Vadim Shtepa writes, “the Kremlin does not profess any ‘state ideology,’ but in
fact, it brings together the Soviet and Nazi heritage,” with “nostalgia for the
USSR combined with a revanchist worldview, characteristic of the Third Reich in
the 1930s.”
In an article for Tallinn’s
International Centre for Defense and Security, the editor of the After Empire
portal says, “the current propaganda meme of ‘the wild 1990s’ is a direct
analogy to ‘the Weimar Republic, to which an irreplaceable ‘national leader’
came and ‘raised the country from its knees” (icds.ee/ru/blog/article/ehkstremizm-kak-gosudarstvennaja-ideologija-rossii/).
While claiming that it has no
ideology, the Putin regime has used its various anti-extremism laws to go after
anyone who does not hew to the Kremlin’s line or dares to criticize it, Shtepa
says. As a result, “no ‘rightists’ or ‘leftists as independent political forces
exist in today’s Russia.”
“For all who seek to get involved in
politics, there is only one single criteria,” he continues, “loyalty to the authorities.
If you have that, you can speak out as you please and no court will consider
what you say as a violation of the law.
But if you criticize the authorities,, it is easy to call you ‘an
extremist,’” punish you and push you out of public life.

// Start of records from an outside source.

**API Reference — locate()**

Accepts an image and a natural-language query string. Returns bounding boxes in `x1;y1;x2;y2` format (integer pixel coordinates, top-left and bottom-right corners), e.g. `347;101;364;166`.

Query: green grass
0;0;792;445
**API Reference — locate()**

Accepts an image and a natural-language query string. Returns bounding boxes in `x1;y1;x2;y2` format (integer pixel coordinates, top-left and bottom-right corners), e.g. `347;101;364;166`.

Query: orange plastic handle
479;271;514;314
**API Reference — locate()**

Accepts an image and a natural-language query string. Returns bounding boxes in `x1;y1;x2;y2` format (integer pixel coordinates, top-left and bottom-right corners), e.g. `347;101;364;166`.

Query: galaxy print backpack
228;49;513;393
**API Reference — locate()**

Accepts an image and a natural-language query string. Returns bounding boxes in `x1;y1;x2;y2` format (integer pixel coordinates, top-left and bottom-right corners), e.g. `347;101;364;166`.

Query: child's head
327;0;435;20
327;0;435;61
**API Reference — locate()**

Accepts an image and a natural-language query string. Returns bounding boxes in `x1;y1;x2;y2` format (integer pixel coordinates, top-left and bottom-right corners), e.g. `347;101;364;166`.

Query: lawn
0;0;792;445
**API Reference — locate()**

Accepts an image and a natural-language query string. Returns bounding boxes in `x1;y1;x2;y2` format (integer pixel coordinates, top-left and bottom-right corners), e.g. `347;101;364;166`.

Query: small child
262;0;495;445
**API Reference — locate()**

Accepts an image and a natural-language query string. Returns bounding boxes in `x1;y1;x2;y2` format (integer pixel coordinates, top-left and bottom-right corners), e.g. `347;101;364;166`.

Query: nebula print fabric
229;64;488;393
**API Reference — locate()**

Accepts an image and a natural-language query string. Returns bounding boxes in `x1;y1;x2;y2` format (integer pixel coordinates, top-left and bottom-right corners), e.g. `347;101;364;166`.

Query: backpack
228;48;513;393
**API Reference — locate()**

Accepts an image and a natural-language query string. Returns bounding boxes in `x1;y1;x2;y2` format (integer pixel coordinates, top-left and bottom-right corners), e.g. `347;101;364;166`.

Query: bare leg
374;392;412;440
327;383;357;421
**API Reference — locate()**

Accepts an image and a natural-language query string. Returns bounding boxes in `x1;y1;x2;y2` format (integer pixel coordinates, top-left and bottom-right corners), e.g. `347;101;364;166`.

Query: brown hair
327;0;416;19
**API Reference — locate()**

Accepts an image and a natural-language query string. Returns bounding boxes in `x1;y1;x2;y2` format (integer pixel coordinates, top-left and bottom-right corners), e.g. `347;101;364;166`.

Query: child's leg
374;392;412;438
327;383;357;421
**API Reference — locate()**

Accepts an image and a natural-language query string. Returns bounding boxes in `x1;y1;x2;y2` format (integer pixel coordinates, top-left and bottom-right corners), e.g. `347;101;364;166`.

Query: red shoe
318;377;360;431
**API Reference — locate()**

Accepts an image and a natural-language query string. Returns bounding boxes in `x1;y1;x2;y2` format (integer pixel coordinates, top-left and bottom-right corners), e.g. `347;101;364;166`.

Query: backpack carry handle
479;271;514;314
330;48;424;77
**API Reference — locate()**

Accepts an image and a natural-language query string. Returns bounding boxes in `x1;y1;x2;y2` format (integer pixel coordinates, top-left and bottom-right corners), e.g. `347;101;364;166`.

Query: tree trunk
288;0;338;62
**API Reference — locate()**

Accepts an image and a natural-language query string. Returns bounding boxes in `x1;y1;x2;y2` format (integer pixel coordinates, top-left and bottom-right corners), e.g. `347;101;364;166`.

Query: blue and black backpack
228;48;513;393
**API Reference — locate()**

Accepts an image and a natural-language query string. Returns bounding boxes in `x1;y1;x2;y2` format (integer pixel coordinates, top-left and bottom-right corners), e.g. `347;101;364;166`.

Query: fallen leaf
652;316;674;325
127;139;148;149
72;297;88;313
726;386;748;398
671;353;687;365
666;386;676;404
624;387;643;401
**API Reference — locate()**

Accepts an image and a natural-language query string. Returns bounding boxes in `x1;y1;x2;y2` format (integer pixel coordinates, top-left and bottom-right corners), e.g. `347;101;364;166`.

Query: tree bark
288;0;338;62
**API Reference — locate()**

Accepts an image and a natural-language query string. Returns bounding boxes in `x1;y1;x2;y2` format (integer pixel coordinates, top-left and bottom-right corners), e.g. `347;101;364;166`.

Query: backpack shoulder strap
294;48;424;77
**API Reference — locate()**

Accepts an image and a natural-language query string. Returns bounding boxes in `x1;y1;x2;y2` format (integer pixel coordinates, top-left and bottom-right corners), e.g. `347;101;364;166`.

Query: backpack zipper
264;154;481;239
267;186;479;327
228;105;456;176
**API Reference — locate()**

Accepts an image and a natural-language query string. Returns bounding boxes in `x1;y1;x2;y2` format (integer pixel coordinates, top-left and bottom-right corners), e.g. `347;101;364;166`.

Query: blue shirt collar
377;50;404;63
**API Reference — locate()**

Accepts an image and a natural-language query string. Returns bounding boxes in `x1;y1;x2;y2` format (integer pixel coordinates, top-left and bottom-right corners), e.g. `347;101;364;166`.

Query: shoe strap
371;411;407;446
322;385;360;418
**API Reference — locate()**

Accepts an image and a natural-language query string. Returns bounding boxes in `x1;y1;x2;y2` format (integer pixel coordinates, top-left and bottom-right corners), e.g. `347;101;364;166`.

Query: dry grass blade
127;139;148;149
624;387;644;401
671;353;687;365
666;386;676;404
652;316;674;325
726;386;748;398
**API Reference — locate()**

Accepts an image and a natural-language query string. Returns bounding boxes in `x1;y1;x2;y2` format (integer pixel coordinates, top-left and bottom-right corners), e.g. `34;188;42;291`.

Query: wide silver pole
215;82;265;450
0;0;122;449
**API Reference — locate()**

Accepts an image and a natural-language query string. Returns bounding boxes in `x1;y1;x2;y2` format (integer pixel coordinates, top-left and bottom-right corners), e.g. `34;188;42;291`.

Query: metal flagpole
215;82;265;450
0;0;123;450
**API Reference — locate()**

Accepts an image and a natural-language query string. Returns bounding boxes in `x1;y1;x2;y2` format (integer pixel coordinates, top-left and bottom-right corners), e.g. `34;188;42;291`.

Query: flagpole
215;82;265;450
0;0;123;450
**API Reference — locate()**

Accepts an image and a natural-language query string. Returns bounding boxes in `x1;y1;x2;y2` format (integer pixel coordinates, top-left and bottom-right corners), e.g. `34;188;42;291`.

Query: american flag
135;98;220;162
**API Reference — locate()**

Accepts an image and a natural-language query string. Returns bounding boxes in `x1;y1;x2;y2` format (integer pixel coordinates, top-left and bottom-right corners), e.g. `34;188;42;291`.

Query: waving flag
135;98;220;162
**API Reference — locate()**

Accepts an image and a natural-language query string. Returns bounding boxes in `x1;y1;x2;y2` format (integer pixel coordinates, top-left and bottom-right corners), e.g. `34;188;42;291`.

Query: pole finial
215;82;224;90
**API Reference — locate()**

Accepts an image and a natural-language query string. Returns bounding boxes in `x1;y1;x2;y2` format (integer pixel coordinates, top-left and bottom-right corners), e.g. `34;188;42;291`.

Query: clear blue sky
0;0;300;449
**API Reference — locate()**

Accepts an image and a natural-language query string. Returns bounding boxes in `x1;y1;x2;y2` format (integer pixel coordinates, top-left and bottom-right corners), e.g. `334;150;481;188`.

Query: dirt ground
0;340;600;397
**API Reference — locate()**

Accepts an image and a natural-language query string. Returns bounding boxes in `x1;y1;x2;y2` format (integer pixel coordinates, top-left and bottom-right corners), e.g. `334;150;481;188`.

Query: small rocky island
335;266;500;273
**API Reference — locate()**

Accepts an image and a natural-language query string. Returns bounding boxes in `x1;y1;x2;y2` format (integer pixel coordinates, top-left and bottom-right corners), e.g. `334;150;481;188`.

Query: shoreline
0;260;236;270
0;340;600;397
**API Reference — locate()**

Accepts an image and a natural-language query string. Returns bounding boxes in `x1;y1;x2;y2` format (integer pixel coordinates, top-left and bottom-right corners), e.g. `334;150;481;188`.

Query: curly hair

According to Shtepa, “propaganda as
the main instrument of hybrid war is directed not only at ‘the foreign opponent;
its main victim is the population of the aggressor country” whose views the powers
that be have transformed from political positions to “a simulacrum of ‘the will
of the people’” which the authorities then carry out.
That technique, he continues, “has
been successfully applied throughout all the Putin years. First, there occurs a
massive propagandistic imposition of neo-imperial attitudes and then the
authorities justify their political steps by this ‘will of the people.’” That happened with Crimea and the Donbass,
and it continues with anti-Western attitudes.
“From a superficial point of view,
this looks even democratic,” the Russian regionalist who now lives in exile in
Estonia says, as long as one ignores the fact that “all basic principles of
democracy have been destroyed in Russia. Free elections of mayors and governors
don’t exist, real competition of political forces has been eliminated,” and a
power vertical put up instead.
This system’s chief characteristics,
Shtepa continues, “are the ignoring of the interests of society, the rise of
all-possible prohibitions, and an inclination to use force methods to resolve
problems.”
“Paradoxically,”
he says, “the Russian authorities themselves
both within the country and in international affairs have established themselves
as the very image of ‘the extremist’ with which they as it were are struggling.”